Previous bosses are good sources of “what NOT to do” when you are in similar position. Remember things that you liked about the bosses you have had. List down your rants and raves and this will serve as your “what to do and not to do” list.

 

Ever had a boss that embarrassed you in front of other people but never praised you if you did something good? Make a note to praise and give credit in public and reprimand in private. Did you ever have a boss who is a slave-driver devil who wears Prada? Have you had one who left you alone and clueless and was too lax? Make a note to be firm with your subordinates but do not breathe down their necks.

 

Make the list as comprehensive as possible and read it regularly, if only to make sure that you are not making the same mistakes your other bosses did.

 

Treat your subordinates well.
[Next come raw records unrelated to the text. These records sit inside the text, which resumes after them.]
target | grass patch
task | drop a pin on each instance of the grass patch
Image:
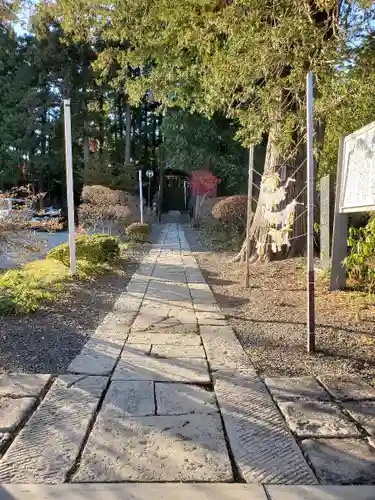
(216, 238)
(24, 290)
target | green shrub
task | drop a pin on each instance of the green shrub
(95, 249)
(360, 263)
(23, 289)
(137, 232)
(231, 213)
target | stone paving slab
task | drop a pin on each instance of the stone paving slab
(341, 461)
(173, 326)
(180, 399)
(14, 411)
(148, 317)
(263, 448)
(172, 448)
(348, 388)
(129, 399)
(128, 303)
(178, 351)
(320, 492)
(115, 324)
(98, 357)
(210, 318)
(317, 419)
(138, 367)
(4, 440)
(290, 388)
(140, 349)
(224, 352)
(362, 412)
(23, 384)
(139, 491)
(47, 447)
(164, 338)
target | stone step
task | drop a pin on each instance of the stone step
(195, 491)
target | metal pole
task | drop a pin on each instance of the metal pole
(310, 215)
(69, 185)
(249, 212)
(141, 194)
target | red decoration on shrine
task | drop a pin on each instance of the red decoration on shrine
(204, 182)
(93, 145)
(22, 168)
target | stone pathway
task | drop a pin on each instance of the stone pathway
(163, 393)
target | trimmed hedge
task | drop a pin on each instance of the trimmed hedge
(96, 249)
(138, 232)
(231, 211)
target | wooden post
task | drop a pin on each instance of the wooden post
(140, 194)
(161, 190)
(310, 215)
(249, 212)
(69, 185)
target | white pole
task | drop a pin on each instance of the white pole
(69, 185)
(141, 194)
(249, 212)
(310, 215)
(185, 194)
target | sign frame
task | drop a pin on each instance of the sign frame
(350, 143)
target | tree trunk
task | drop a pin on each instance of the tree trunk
(101, 125)
(128, 124)
(86, 149)
(287, 166)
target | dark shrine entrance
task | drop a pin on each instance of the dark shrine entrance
(176, 190)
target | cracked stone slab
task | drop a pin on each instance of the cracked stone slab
(147, 318)
(14, 411)
(321, 492)
(115, 325)
(135, 399)
(341, 461)
(22, 384)
(47, 447)
(208, 318)
(173, 326)
(178, 351)
(94, 385)
(128, 303)
(262, 447)
(141, 349)
(169, 448)
(290, 388)
(98, 357)
(180, 399)
(348, 388)
(4, 441)
(317, 419)
(163, 338)
(138, 367)
(362, 412)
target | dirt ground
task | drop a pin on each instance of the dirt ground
(270, 317)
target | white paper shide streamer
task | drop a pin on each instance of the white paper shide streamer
(281, 221)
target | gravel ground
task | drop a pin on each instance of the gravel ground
(270, 317)
(47, 340)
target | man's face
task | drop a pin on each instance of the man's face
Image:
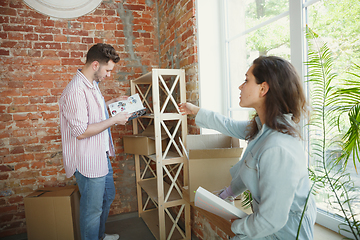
(104, 71)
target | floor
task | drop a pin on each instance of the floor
(129, 226)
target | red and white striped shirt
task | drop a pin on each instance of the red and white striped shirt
(80, 106)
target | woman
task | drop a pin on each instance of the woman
(273, 167)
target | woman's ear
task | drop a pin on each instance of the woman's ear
(264, 89)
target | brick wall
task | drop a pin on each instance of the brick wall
(178, 45)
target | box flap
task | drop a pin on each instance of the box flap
(54, 191)
(215, 153)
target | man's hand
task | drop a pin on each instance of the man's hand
(121, 118)
(121, 98)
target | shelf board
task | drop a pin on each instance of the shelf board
(150, 187)
(165, 73)
(164, 116)
(151, 218)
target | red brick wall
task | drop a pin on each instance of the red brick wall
(178, 45)
(39, 56)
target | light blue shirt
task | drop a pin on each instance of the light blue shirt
(273, 168)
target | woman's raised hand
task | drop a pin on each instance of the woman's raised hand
(188, 108)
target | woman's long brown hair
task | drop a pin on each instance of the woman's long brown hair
(285, 94)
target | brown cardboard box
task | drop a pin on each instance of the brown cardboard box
(53, 213)
(143, 143)
(210, 159)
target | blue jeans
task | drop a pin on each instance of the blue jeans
(97, 194)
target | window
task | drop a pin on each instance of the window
(272, 27)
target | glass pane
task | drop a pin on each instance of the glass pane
(258, 11)
(336, 23)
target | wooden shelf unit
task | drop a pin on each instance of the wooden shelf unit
(160, 91)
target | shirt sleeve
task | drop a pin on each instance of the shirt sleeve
(218, 122)
(278, 183)
(75, 111)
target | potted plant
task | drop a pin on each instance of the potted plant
(328, 146)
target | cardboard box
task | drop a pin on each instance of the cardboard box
(53, 213)
(144, 143)
(210, 159)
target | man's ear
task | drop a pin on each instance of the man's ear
(264, 89)
(95, 65)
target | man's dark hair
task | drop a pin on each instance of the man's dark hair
(102, 53)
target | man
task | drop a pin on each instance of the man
(86, 140)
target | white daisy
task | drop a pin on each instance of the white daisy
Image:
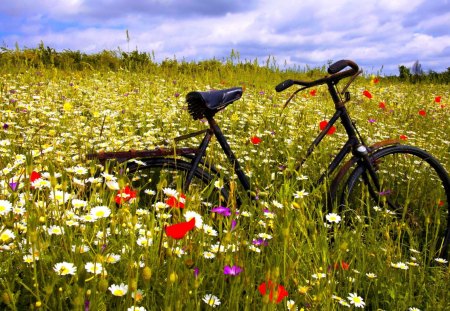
(5, 207)
(94, 267)
(118, 290)
(356, 300)
(65, 268)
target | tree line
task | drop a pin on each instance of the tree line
(43, 56)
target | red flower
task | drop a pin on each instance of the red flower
(34, 176)
(176, 202)
(125, 195)
(281, 291)
(367, 94)
(343, 265)
(178, 231)
(255, 140)
(323, 125)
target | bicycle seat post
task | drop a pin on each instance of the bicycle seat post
(228, 152)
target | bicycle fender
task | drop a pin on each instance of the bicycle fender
(350, 163)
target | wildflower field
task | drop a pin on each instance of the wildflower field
(76, 235)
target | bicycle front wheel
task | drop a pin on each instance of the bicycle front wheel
(163, 181)
(411, 205)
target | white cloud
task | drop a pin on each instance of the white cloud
(374, 32)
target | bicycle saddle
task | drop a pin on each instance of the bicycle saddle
(207, 104)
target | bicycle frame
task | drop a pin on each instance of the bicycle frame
(351, 146)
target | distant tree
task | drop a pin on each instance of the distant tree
(404, 72)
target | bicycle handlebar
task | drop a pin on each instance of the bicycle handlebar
(334, 70)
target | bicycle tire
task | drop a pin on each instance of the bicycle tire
(414, 186)
(156, 175)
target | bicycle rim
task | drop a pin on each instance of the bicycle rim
(161, 182)
(411, 210)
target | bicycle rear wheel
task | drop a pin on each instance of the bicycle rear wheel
(411, 207)
(159, 179)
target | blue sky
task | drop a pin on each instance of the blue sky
(375, 33)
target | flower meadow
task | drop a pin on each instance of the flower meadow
(75, 234)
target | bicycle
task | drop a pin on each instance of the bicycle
(386, 175)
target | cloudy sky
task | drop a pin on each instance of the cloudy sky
(375, 33)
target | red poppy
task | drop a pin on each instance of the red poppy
(367, 94)
(34, 176)
(255, 140)
(125, 195)
(178, 231)
(323, 125)
(176, 202)
(281, 291)
(343, 265)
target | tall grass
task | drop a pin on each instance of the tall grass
(52, 118)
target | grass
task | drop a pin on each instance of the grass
(52, 119)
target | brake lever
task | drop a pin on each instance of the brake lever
(350, 81)
(292, 96)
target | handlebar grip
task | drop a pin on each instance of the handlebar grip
(341, 64)
(284, 85)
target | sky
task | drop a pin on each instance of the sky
(379, 35)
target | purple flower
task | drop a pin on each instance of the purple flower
(386, 192)
(259, 242)
(233, 224)
(222, 210)
(13, 185)
(234, 270)
(196, 271)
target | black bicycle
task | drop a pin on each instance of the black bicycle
(404, 182)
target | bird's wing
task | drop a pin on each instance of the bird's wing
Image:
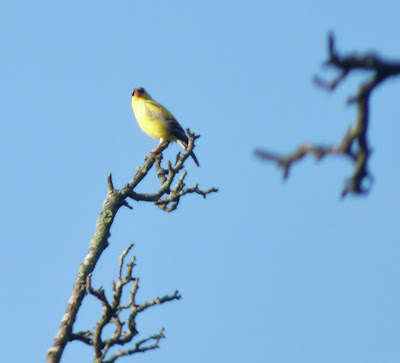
(160, 112)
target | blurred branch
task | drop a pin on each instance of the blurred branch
(354, 144)
(165, 198)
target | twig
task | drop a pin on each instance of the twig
(354, 144)
(114, 201)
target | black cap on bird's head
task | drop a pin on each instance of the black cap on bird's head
(138, 91)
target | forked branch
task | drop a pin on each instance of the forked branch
(354, 144)
(167, 199)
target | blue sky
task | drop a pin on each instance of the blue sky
(269, 271)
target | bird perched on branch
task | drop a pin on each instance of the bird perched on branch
(156, 121)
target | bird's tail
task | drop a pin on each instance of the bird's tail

It might not have occurred to you, but a well-performing employee under your supervision now might overtake you and become your boss in the future. You will never want to be in the position where your whipping boy might get hold of the whip and turn the tables on you. Here is your best bet: let go of the whip.

 

Imagine this, you find yourself in a situation where a “more senior” subordinate – one who is older and has worked longer in your company or someone that was bypassed for promotion, becomes your worst detractor. Sometimes these people would just drop lines for you to hear, but other times they become outright adversarial and would question every single rule you lay down, idea you present, or policy that you enforce.

 

To wiggle out of this tight spot, you must convince this person that you recognize his seniority. The best way to do this is to give him greater responsibilities or even share some of your responsibilities with him. Recognize his expertise (or at least what he claims to be his expertise!) by sharing responsibility. This is a win-win situation for you. If he delivers, then you would have found yourself a good assistant. If he doesn’t deliver, everybody will know and he will be forced to put his foot where his mouth is.

 

Perhaps the most important thing to keep in mind when you become a boss is to remember where you came from. While few people would like to remember their drudgeries in the rank-and-file, it is important to remember your list of how you wished to be treated by your boss. Merely playing by that rule will not only make you a better supervisor, or manager, or chairman; it will also makes you a good leader.